For the average tourist not in possession of a car, native or otherwise, getting from place to place in Iceland can be a hassle. Choices are usually limited to some form of public transit, be it flying or riding a bus. And while both are fine, if expensive, ways to commute, many travellers in Iceland operate on shoe-string budgets and seating on these modes of transport can be limited. Luckily, an alternative is now available for those of us not quite daring enough to hitchhike our way around Iceland’s countryside, but feel adequately adventurous to share our travelogue with complete strangers. I am speaking of a website, and one that doesn’t actually look all that impressive either, until one is impressed upon by the sheer and simplistic beauty of the idea behind it. Those among the Grapevine’s German readership might be familiar with its concept, as it originated there; however, for most, it remains an undiscovered, though environmentally viable, source of thrift and adventure.
The website in question is called ‘Samferða’ (a word which roughly translates as ‘travel together’) and it offers travellers a chance to pool their resources, so to speak. As the site’s operator, Birgir Þór Halldórsson, puts it: “The objective is really simple: to share the cost of travelling cross country. If you are planning a drive to, say, Akureyri on a particular day and need a travel mate to share the cost, you can register your name, e-mail and phone number on the site. Those looking for a cheap ride to there can then contact you, arrange to be your travel mate and share the cost. You can, of course, also register if you are looking for a ride somewhere – then it works in the reverse. It is a known fact that travelling alone can be extremely boring, so getting a complete stranger to share the ride and its cost is a fun way to save some money and meet new people.”
Halldórsson, a computer programmer and photography enthusiast, explains that the idea for the site came from a German friend who told him similar sites were popular in her native country. She had some problems travelling while visiting Iceland last summer and asked him to set something like this up. That’s when www.samferda.net was born.

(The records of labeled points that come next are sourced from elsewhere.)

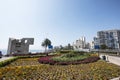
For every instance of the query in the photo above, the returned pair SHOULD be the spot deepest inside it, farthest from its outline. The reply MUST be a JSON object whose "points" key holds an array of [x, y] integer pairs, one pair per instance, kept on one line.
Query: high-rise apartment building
{"points": [[110, 38], [80, 44]]}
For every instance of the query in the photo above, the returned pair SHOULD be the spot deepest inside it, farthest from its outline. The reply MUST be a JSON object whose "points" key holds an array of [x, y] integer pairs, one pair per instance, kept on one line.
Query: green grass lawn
{"points": [[31, 69]]}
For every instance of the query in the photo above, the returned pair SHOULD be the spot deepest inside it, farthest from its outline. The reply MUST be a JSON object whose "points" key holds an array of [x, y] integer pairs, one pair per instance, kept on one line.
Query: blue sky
{"points": [[62, 21]]}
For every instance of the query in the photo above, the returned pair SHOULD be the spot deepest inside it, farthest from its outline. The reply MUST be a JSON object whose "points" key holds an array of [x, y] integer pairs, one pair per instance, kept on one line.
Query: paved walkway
{"points": [[5, 58]]}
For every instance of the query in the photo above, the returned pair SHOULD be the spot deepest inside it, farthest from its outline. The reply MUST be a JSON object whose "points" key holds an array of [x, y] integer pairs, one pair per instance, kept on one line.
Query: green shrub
{"points": [[6, 62]]}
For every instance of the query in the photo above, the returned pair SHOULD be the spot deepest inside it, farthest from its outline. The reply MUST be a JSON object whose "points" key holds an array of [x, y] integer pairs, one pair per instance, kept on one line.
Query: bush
{"points": [[6, 62]]}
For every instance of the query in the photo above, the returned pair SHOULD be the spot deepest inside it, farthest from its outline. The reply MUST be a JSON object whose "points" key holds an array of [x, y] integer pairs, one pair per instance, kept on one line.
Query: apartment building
{"points": [[110, 38]]}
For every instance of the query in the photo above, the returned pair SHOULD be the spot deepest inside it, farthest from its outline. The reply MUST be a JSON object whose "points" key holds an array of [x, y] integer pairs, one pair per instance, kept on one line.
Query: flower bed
{"points": [[49, 60], [99, 70]]}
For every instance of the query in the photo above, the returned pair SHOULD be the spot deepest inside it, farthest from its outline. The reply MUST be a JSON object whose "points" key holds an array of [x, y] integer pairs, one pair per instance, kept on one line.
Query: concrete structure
{"points": [[80, 44], [110, 38], [19, 46], [111, 59]]}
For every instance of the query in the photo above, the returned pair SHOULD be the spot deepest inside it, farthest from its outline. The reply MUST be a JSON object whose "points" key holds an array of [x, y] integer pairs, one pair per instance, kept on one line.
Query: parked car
{"points": [[0, 54]]}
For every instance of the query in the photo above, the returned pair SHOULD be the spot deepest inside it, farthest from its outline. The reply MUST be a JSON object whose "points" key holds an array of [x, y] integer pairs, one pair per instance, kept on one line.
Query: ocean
{"points": [[4, 52]]}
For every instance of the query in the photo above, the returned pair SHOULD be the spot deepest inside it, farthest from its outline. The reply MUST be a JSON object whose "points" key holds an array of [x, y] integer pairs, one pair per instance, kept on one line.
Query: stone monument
{"points": [[19, 46]]}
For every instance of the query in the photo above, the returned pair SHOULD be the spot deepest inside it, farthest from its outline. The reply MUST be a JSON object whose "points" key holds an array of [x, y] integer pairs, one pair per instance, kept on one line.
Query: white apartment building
{"points": [[110, 38], [79, 44]]}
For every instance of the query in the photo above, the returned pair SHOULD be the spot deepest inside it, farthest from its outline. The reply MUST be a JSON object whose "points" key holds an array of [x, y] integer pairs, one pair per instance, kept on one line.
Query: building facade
{"points": [[110, 38], [19, 46], [79, 44]]}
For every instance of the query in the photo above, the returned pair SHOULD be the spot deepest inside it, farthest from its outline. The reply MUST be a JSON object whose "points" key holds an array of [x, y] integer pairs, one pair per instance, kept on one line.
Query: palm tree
{"points": [[45, 44]]}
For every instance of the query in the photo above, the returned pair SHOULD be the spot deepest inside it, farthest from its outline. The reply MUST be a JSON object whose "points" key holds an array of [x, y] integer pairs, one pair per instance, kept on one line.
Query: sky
{"points": [[62, 21]]}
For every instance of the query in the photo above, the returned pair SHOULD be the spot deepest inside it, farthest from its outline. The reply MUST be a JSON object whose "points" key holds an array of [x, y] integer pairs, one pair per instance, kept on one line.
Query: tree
{"points": [[45, 44]]}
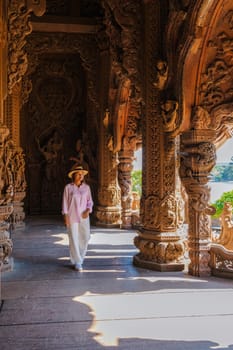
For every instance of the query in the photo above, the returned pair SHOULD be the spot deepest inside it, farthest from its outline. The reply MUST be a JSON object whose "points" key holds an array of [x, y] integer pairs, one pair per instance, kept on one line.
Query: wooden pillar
{"points": [[159, 240]]}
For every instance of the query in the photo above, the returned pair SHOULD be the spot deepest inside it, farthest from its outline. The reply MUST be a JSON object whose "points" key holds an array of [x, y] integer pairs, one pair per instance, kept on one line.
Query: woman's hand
{"points": [[85, 214], [67, 220]]}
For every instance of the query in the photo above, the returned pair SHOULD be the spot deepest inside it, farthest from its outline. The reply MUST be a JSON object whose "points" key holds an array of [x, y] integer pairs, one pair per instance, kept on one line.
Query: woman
{"points": [[77, 204]]}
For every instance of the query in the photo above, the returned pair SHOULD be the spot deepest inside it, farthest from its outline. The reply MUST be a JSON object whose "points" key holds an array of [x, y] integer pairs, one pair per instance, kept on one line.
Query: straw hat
{"points": [[77, 169]]}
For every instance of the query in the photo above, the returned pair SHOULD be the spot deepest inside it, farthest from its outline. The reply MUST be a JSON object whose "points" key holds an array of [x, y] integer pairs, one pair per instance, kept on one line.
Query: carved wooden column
{"points": [[12, 120], [197, 159], [6, 197], [159, 240], [6, 207], [108, 211], [125, 167]]}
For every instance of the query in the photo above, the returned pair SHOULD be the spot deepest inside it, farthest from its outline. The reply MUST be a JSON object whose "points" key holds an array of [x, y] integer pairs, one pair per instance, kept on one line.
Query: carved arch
{"points": [[207, 52]]}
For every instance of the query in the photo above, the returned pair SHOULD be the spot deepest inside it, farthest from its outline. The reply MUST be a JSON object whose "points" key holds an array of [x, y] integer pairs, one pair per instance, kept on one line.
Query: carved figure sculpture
{"points": [[161, 74], [169, 111]]}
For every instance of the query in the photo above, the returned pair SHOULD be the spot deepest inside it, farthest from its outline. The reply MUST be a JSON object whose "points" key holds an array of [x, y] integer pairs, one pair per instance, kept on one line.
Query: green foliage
{"points": [[137, 181], [222, 173], [218, 204]]}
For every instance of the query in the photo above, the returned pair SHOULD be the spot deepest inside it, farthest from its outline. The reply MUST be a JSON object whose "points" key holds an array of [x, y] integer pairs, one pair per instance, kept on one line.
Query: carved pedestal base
{"points": [[138, 261], [108, 216], [163, 252]]}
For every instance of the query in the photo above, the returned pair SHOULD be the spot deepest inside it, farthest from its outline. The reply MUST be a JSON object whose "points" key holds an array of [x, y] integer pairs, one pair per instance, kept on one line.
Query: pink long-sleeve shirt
{"points": [[76, 200]]}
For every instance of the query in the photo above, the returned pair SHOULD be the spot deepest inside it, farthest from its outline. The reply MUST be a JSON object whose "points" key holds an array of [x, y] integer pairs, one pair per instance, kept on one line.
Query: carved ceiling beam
{"points": [[63, 27]]}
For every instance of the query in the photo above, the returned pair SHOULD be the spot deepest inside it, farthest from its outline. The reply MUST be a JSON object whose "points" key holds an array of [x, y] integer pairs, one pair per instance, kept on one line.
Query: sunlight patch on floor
{"points": [[177, 316]]}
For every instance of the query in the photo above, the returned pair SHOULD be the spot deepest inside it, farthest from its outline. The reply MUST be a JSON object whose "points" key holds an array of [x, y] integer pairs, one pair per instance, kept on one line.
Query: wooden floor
{"points": [[111, 304]]}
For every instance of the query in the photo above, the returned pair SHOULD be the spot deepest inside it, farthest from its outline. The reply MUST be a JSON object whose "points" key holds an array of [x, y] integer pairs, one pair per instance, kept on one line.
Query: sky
{"points": [[224, 154]]}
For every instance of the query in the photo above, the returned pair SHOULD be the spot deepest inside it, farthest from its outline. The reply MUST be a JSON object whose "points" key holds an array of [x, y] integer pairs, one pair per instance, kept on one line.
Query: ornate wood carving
{"points": [[198, 157], [221, 248], [18, 28], [159, 239]]}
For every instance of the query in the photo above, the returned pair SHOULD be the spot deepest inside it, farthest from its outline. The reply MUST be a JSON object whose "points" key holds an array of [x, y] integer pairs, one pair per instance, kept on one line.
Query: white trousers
{"points": [[79, 236]]}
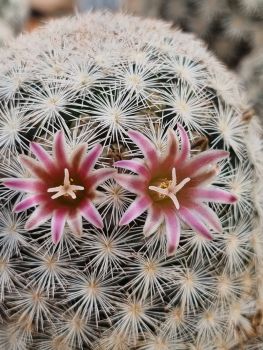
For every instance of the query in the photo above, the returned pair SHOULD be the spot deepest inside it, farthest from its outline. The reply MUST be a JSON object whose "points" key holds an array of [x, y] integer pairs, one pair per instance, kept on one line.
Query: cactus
{"points": [[14, 13], [251, 71], [232, 29], [131, 210]]}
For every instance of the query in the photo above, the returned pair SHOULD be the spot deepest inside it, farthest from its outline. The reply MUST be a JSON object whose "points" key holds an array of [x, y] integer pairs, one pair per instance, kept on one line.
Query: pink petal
{"points": [[39, 216], [91, 214], [59, 150], [29, 202], [75, 224], [43, 156], [172, 150], [135, 166], [135, 209], [194, 222], [132, 183], [185, 144], [172, 225], [77, 155], [99, 176], [57, 224], [212, 194], [91, 159], [146, 146], [25, 185], [153, 221], [34, 166], [203, 160], [208, 216]]}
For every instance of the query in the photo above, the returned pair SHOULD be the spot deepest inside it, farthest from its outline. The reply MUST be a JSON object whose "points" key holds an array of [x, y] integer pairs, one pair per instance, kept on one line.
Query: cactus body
{"points": [[115, 134]]}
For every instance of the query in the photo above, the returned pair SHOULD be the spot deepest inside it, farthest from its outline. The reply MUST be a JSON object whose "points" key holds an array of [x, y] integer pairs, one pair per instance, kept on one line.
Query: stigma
{"points": [[67, 189], [169, 188]]}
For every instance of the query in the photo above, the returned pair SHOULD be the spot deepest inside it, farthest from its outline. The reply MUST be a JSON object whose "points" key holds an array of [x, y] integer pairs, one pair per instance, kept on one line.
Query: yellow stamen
{"points": [[67, 189]]}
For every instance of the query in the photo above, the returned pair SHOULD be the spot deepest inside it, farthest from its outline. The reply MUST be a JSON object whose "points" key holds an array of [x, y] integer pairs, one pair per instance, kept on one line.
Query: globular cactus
{"points": [[131, 192], [231, 28]]}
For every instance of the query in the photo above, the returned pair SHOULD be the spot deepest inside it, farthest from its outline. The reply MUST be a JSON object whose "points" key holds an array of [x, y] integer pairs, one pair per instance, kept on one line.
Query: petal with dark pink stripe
{"points": [[29, 202], [25, 185]]}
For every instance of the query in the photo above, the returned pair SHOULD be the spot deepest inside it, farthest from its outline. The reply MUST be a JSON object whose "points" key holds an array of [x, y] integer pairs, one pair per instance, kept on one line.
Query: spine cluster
{"points": [[131, 194]]}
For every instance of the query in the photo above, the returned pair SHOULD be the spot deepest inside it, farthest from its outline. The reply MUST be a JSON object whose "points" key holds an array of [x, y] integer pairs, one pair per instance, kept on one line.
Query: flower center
{"points": [[169, 188], [67, 189]]}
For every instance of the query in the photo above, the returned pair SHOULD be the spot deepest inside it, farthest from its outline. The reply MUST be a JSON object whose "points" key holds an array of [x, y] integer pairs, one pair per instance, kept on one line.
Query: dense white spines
{"points": [[112, 288]]}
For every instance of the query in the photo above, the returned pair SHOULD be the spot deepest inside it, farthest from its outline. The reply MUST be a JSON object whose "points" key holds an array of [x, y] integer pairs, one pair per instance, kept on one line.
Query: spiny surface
{"points": [[100, 79]]}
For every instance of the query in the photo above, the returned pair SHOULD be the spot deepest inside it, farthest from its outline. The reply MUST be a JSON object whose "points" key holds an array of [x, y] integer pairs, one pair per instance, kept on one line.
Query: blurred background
{"points": [[232, 29]]}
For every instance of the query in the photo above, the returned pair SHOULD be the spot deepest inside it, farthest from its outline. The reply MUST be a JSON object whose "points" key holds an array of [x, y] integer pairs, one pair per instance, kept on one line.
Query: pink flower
{"points": [[174, 187], [63, 187]]}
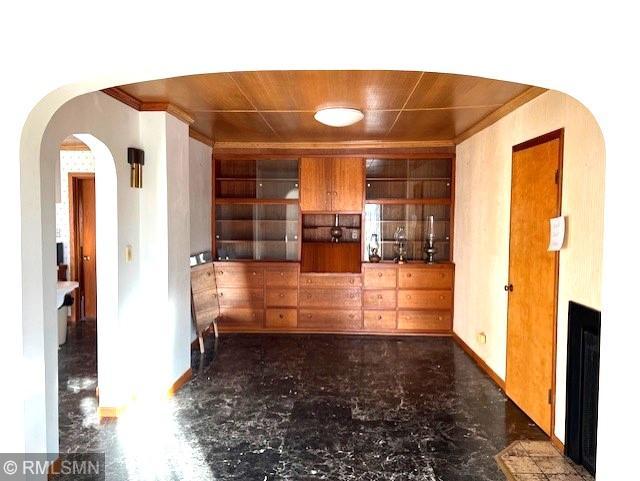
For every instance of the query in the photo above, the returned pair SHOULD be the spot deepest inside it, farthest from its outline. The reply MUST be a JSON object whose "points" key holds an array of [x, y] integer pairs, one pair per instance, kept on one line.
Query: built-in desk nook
{"points": [[313, 243]]}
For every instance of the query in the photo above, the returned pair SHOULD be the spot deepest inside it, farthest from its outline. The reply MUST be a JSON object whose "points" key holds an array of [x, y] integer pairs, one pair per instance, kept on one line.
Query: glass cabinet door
{"points": [[257, 179], [408, 179], [257, 232], [384, 219]]}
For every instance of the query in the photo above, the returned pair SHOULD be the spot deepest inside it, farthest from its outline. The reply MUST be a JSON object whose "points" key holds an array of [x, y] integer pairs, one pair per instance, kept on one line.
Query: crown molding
{"points": [[200, 137], [526, 96], [119, 94]]}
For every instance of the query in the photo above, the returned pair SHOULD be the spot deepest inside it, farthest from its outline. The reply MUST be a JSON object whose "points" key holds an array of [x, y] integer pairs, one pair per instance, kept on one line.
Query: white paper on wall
{"points": [[556, 233]]}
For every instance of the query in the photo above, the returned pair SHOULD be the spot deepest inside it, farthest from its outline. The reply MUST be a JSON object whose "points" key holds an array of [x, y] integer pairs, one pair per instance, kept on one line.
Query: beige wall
{"points": [[481, 244]]}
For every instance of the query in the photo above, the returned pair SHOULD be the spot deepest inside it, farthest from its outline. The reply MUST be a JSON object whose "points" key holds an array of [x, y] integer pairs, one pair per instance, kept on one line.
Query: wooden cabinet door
{"points": [[315, 184], [347, 184]]}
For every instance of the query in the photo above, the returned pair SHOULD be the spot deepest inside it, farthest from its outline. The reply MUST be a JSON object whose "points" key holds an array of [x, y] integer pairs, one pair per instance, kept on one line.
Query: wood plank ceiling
{"points": [[278, 106]]}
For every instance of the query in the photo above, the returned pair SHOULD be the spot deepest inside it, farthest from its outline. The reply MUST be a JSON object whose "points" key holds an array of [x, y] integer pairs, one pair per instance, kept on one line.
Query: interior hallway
{"points": [[303, 407]]}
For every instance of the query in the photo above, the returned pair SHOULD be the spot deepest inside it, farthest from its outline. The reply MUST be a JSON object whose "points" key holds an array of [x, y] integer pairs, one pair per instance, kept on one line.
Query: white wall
{"points": [[481, 249], [152, 220], [166, 313], [200, 195]]}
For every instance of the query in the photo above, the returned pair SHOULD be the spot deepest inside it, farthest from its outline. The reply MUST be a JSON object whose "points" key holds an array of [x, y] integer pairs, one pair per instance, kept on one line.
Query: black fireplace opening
{"points": [[583, 374]]}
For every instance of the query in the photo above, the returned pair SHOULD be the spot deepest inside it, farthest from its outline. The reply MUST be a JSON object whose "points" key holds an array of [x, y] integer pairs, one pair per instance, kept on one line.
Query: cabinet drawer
{"points": [[376, 320], [239, 276], [315, 280], [330, 319], [380, 277], [425, 278], [234, 296], [281, 318], [379, 299], [330, 298], [422, 299], [285, 276], [202, 278], [241, 317], [424, 320], [282, 297]]}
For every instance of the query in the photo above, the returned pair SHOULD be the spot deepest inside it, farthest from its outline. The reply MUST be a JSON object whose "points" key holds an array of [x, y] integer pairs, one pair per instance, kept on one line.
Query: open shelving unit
{"points": [[405, 193], [256, 210]]}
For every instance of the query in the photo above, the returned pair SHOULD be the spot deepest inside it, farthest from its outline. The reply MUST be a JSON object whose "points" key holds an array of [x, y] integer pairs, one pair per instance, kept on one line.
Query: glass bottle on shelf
{"points": [[374, 247], [400, 245]]}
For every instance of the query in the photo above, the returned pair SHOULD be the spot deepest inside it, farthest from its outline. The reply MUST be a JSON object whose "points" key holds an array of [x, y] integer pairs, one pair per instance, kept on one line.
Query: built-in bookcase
{"points": [[256, 210], [405, 193]]}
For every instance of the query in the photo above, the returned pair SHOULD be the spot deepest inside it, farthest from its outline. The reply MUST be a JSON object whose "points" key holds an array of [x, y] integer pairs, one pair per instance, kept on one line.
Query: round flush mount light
{"points": [[338, 117]]}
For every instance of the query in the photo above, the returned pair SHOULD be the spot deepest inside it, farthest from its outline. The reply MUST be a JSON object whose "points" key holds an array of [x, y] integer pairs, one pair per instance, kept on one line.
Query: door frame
{"points": [[553, 135], [74, 251]]}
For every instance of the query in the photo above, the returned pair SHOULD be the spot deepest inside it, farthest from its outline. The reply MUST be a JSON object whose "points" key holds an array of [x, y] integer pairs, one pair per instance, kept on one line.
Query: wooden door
{"points": [[83, 242], [347, 184], [533, 272], [315, 184]]}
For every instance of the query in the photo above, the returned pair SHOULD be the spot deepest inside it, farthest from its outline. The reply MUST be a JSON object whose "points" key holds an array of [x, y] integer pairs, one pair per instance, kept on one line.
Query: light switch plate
{"points": [[128, 253]]}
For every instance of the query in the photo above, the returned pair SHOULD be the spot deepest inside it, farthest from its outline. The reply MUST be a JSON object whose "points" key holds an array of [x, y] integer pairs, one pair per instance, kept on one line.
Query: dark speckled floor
{"points": [[303, 408]]}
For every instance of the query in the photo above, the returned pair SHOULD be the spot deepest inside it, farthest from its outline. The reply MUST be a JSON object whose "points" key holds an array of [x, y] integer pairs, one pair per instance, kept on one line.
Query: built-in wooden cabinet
{"points": [[331, 184], [412, 298], [279, 270]]}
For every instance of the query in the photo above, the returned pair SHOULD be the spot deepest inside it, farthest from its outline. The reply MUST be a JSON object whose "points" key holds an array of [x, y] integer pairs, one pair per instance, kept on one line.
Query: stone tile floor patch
{"points": [[538, 461]]}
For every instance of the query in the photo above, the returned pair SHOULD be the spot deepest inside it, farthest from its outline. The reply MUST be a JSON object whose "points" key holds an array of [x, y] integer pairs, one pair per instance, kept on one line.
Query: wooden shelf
{"points": [[251, 201], [435, 201]]}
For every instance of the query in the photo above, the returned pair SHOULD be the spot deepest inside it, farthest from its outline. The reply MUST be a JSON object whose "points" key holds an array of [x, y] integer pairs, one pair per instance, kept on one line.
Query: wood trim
{"points": [[481, 364], [528, 95], [200, 137], [119, 94], [172, 109], [364, 148], [181, 381], [559, 445], [54, 468], [110, 412], [74, 145]]}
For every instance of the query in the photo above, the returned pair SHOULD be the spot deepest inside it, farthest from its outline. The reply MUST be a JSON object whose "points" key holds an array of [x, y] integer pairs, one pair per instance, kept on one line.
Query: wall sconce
{"points": [[135, 157]]}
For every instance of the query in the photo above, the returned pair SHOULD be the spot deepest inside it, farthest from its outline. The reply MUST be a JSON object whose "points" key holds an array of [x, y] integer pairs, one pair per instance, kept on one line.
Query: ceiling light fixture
{"points": [[338, 117]]}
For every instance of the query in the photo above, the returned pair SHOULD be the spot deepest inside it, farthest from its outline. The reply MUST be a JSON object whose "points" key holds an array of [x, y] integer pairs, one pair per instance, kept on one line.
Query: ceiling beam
{"points": [[526, 96]]}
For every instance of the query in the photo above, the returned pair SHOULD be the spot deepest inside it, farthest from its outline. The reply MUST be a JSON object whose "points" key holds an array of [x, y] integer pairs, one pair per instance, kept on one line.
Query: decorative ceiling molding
{"points": [[194, 134], [526, 96]]}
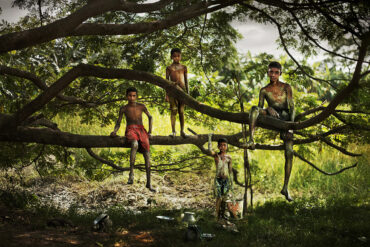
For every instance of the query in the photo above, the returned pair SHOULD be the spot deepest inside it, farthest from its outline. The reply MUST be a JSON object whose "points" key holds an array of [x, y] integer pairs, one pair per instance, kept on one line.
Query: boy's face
{"points": [[131, 97], [274, 74], [176, 57], [222, 146]]}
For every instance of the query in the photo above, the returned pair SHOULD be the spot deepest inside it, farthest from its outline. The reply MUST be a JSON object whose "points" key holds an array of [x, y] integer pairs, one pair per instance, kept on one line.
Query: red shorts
{"points": [[138, 133]]}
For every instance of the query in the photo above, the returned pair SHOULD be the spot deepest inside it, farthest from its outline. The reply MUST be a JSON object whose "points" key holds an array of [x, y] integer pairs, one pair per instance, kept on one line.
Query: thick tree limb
{"points": [[5, 70], [318, 169], [357, 126], [72, 24], [281, 35]]}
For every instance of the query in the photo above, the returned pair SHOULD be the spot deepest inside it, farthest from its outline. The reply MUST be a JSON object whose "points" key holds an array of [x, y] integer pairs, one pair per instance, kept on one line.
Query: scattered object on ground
{"points": [[57, 222], [192, 233], [189, 218], [207, 236], [165, 218], [102, 223]]}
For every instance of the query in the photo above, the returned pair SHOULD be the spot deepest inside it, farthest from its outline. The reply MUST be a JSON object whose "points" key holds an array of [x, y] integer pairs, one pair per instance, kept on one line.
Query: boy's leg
{"points": [[255, 111], [134, 147], [288, 153], [173, 108], [182, 119], [146, 155]]}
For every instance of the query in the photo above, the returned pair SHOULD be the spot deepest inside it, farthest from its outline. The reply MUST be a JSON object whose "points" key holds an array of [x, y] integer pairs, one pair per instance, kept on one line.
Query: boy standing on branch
{"points": [[279, 97], [136, 133], [177, 73]]}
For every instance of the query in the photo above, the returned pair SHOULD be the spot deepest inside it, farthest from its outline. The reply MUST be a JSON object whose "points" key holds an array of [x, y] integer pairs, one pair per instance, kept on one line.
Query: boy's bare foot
{"points": [[286, 194], [150, 188], [130, 179]]}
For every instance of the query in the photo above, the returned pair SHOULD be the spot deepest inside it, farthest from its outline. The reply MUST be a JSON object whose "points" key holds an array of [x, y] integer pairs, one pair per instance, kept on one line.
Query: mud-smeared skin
{"points": [[279, 98], [133, 112]]}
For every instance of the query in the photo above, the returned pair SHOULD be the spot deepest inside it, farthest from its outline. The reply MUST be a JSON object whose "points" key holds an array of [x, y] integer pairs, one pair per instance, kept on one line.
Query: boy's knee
{"points": [[289, 152]]}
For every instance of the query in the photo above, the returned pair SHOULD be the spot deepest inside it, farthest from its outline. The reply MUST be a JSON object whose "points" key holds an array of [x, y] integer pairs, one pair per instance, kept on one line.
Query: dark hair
{"points": [[221, 140], [175, 50], [275, 64], [130, 89]]}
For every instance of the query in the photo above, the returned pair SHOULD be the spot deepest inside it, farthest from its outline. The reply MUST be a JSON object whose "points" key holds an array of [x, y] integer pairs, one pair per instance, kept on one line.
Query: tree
{"points": [[67, 55]]}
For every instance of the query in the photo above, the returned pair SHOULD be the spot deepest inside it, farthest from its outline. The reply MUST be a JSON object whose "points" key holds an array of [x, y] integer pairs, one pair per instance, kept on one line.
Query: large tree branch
{"points": [[5, 70], [281, 35], [340, 96]]}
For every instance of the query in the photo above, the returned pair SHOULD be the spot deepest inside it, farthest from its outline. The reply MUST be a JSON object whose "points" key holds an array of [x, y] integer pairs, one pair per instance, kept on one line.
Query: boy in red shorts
{"points": [[135, 132]]}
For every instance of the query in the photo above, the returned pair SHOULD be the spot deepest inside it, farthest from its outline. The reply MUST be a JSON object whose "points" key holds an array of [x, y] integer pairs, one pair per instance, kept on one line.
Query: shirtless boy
{"points": [[177, 73], [136, 133], [279, 97], [223, 180]]}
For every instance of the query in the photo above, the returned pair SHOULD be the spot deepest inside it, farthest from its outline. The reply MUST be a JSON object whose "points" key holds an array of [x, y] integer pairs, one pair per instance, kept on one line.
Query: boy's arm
{"points": [[167, 78], [118, 123], [261, 98], [231, 172], [290, 103], [150, 120], [209, 151], [186, 79]]}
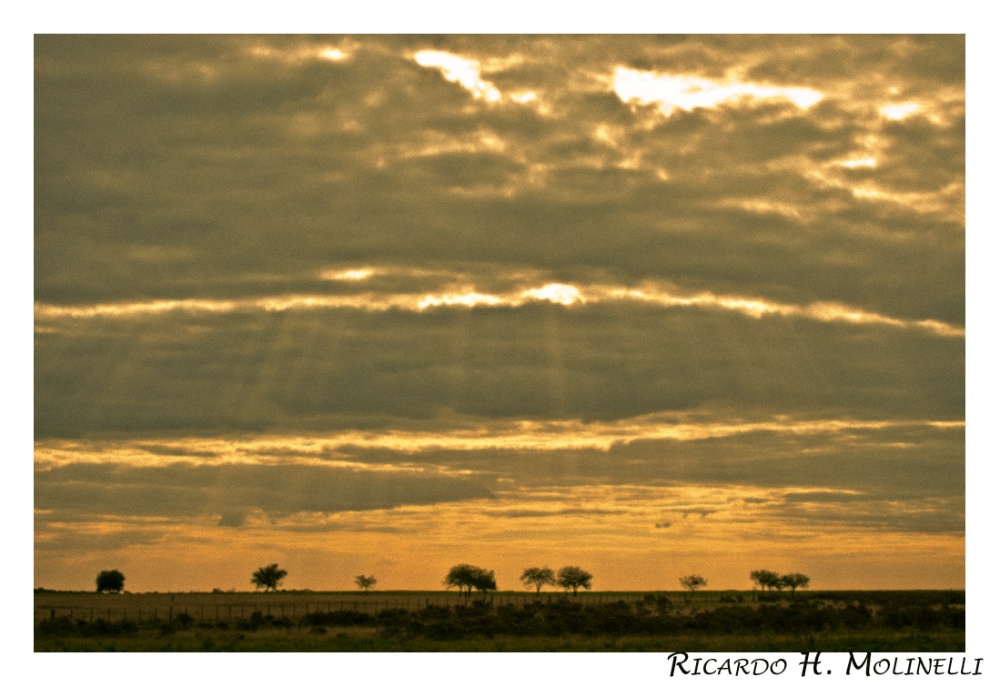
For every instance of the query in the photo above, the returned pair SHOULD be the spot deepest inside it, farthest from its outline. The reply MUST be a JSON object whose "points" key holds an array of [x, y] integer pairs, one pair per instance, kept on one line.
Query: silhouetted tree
{"points": [[692, 582], [110, 581], [365, 581], [485, 581], [765, 579], [465, 577], [572, 577], [795, 580], [538, 578], [268, 577]]}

“It was only a matter of days until we got the site up and running, and I am proud to say that we got some traffic right away. The endeavour seemed very viable to me, as I love meeting new and interesting people… I have used samferda.net several times since we got it up and running. I wouldn’t exactly say that I’ve made many friends using it, but I’ve certainly saved some money whilst managing to avoid boredom. That’s important.”
The site has not been advertised, according to Halldórsson, and instead relies solely on word-of-mouth and the occasional media feature. “We’re not really doing this to make money; that would be absurd, so advertising the site wouldn’t make a lot of sense. I think about it more like a service I provide to interested parties who can seek it out and have done so in the past.” Halldórsson is convinced that once the media starts taking notice, site traffic will pick up even more. Either way, the site doesn’t take a lot of money or effort to run. The internet domain came cheap and a nature preservation organisation called Landvernd contacted him when they found the site and were so enamoured with the idea that they decided to sponsor the initiative.
Since its conception last July, www.samferda.net has been steadily growing, although the frequency and ratio of travellers utilising it depends on the season. “Our most busy time, thus far, has probably been around Verslunarmannahelgi [Merchant’s Holiday]. That’s when the numbers really go through the roof. But the e-mails and stories I’ve been getting indicate that signing-up for a ride is always worth a shot, if nothing else. From what I see, browsing our cache, it seems to me that foreigners and locals are using the site about the same. We translated it to German and English, so I figure most people should be able to understand it. If there’s anyone out there that would like to try his hand at translating the site into French, or maybe Japanese, they should drop me a line at firstname.lastname@example.org It would be cool to make it available in more languages.”
When asked if he has plans to expand the samferda.net network in any way, Halldórsson unveiled his scheme for constructing a similar site, albeit with a slightly different purpose: “Some students from Reykjavík University contacted me with the idea to make a website, similar to samferda.net, which would focus more on long-term, everyday carpooling. A lot of people commute a long way to work or school every day: sitting alone in their cars, stuck in traffic and listening to the radio. Since public transit in and around Reykjavík now seems to be completely disregarded, it would at least be better if people were sharing the ride from Borgarnes to Bifröst, or whatever. I don’t live in Reykjavík so I couldn’t use it, but I think a lot of people would. At least we’d be supplying a venue that makes it easier.”